Fairmount is a neighborhood in the city of Newark in Essex County, in the U.S. state of New Jersey. It is part of the West Ward. Its population is mostly African American . Central Avenue is the major street, though its commerce is considerably reduced from the Industrial Era heyday. The neighborhood is bounded by South Orange Avenue on the south, the Garden State Parkway on the west, Interstate 280 on the north, West Market Street on the north-east, and the University of Medicine and Dentistry of New Jersey on the east.

== Landmarks==
Major landmarks include West Side High School, the 1864 St. Barnabas Episcopal Church at West Market Street and Sussex Avenue and Mosque No. 25 is on South Orange Avenue.
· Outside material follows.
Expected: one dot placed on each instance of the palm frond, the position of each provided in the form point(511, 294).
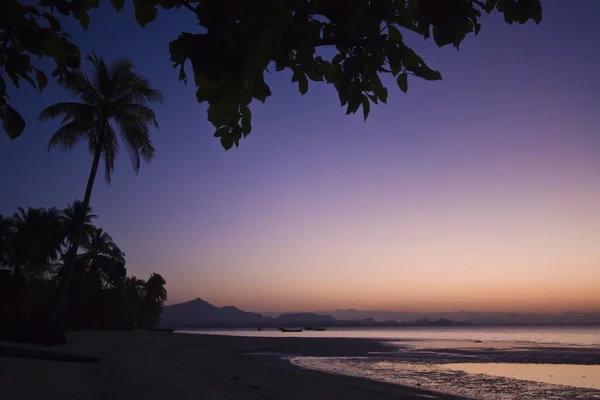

The old Pabst Brewing Company brewery was torn down during the mid-2000s.

Holy Sepulchre Cemetery borders the neighborhood at the Garden State Parkway.

=== Fairmount Cemetery ===
This Victorian Fairmount Cemetery, was founded in 1854 and is currently maintained as a nonprofit. According to the cemetery's official website: "In the late 1880’s the remains of early settlers of the City of Newark were removed from the Old Burying Ground located on Broad Street and placed in a tomb at Fairmount Cemetery.  The City of Newark erected a Monument to the First Settlers of Newark, which has become commonly known as the Old Settlers Monument.  This monument was first dedicated December 19, 1889 and, under the care of the Newark Preservation & Landmark Committee, was rededicated in 2004.  The monument stands today as a tribute to the early settlers of the City of Newark."

===Fairmount Heights Switching Station===
The Fairmount Heights Switching Station was built by Public Service Enterprise Group. The includes public art: a 30 ft wall of murals and a colonnade with works by Adjaye Associates and 14 others.

==20 Littleton Avenue==
A project which combines health care and housing.